I started with 3 newish prototypes in my recorder bag.
* Seeed board #1 went to Ron H at Romney weekend 8/12.
* #2 went to Tony Oxendine 8/22/12.
* one of my newish prototypes (single sided test version of Seeed layout) went to Noah Siegmann 8/22/12. I need to make a Seeed board up to replace it.
* #3 will go to Tom Miller probably delivered at Turkey Run Adv weekend
* electronics are done and tested for # 4, 5, and 6 – one Sansa modified so far
Some mechanical details
Mounting the Sansa involves some manual work. The initial modification to the device includes epoxying a small PCB inside that provides a sturdy place to solder the 3 heavy wires coming out of the back of the case that do double duty holding the bottom of the Sansa to the board in addition to providing electrical connections. There’s a little spacer to hold the lower end the right distance from the PCB. Looks like I haven’t rounded off the corner of this board yet.

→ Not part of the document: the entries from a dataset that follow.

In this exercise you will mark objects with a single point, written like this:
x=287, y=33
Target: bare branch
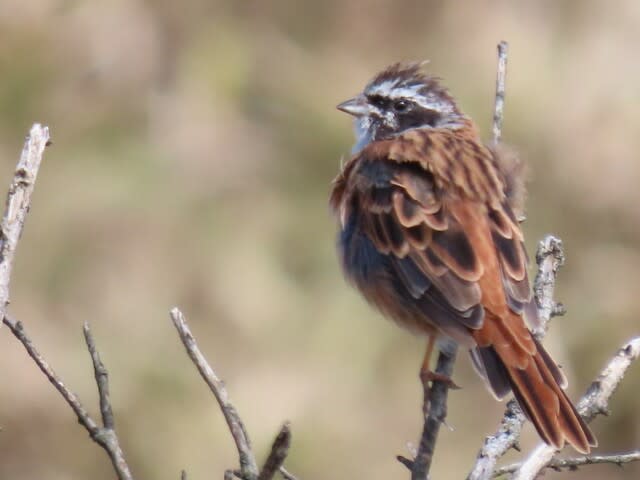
x=286, y=474
x=574, y=463
x=102, y=378
x=104, y=436
x=594, y=402
x=435, y=403
x=549, y=258
x=248, y=465
x=18, y=203
x=498, y=106
x=279, y=452
x=435, y=397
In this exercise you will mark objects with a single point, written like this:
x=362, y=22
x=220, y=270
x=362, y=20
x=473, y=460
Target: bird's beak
x=357, y=106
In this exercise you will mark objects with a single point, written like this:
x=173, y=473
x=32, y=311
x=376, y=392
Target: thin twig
x=594, y=402
x=435, y=397
x=573, y=463
x=498, y=106
x=248, y=465
x=104, y=436
x=286, y=474
x=278, y=454
x=435, y=403
x=18, y=203
x=549, y=258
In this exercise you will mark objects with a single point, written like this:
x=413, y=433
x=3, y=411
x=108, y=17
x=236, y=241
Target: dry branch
x=248, y=465
x=104, y=436
x=574, y=463
x=549, y=258
x=435, y=396
x=17, y=207
x=594, y=402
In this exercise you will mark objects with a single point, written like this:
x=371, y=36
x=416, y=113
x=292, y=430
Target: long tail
x=537, y=383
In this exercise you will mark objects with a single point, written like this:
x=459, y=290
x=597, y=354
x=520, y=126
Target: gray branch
x=549, y=258
x=594, y=402
x=18, y=203
x=248, y=465
x=104, y=435
x=498, y=105
x=435, y=396
x=279, y=452
x=574, y=463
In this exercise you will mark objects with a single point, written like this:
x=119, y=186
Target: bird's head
x=400, y=98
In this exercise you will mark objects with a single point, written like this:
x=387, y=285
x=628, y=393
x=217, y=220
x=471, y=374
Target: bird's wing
x=433, y=205
x=421, y=205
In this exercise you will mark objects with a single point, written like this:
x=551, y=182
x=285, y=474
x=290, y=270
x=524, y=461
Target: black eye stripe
x=378, y=101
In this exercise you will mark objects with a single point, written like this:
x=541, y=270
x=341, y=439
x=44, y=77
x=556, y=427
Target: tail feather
x=537, y=384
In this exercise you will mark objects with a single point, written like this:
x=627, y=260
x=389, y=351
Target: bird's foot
x=427, y=376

The main mechanical mounting is two 4-40 machine screws near the top of the PCB. Nuts are epoxied to the back of the case (after sanding to provide some “tooth” – I seem to have gone overboard on this one). The alignment of the nuts is assured by putting the screws thru the holes, tightening the nuts on and clamping the whole thing together as the sparse initial epoxy sets. After that it comes back apart and I build up a generous fillet of epoxy around each nut. It turns out 1/4″ screws are too long and 3/16″ are too short, so I have to run a nut on a 1/4″ screw, grind a few threads off the end, and reform the threads as I take the nut back off. Not too hard, but it’s an extra couple of steps for each one I make.
I cut the plastic shaft of the level adjust pot down so the case closes comfortably. Not using a knob provides a little extra protection for the pot from being bumped and misadjusted. To provide an index line, I saw a small slot with an Xacto saw and fill it with white-out. Some black magic marker on the top helps the contrast.
You can see the hot melt strain relief for the coax input cable in pictures 2 sections above. Cutting the little edge-view window for watching the LEDs while the recorder is on the table is a slow, careful exercise with an Xacto knife. I’ve tried roughing it out with a cutter and a saw blade on a Dremel, but there was no major time/effort savings. Hmm – I wonder if a jewelers saw would help on the rough cut? I’ll try that next time. “Servo tape” sticks the parts in the case well, but allows disassembly if it’s really needed. There’s even marking for where the tape goes in the silk screen on the back.
The last mechanical detail (after putting the annoying warning sticker on the LiPo) is a thin clear plastic cover to keep stuff out of the PCB, be the glazing for the edge window, and provide a little extra protection for the battery. (Yeah, yeah, it’s a cell, not a battery.) I’ve tweaked the template so it pretty much fits first try when I cut one out. And I even scanned the template to a soft copy so if that little beat up bit of card stock gets lost I can still make the plastic covers.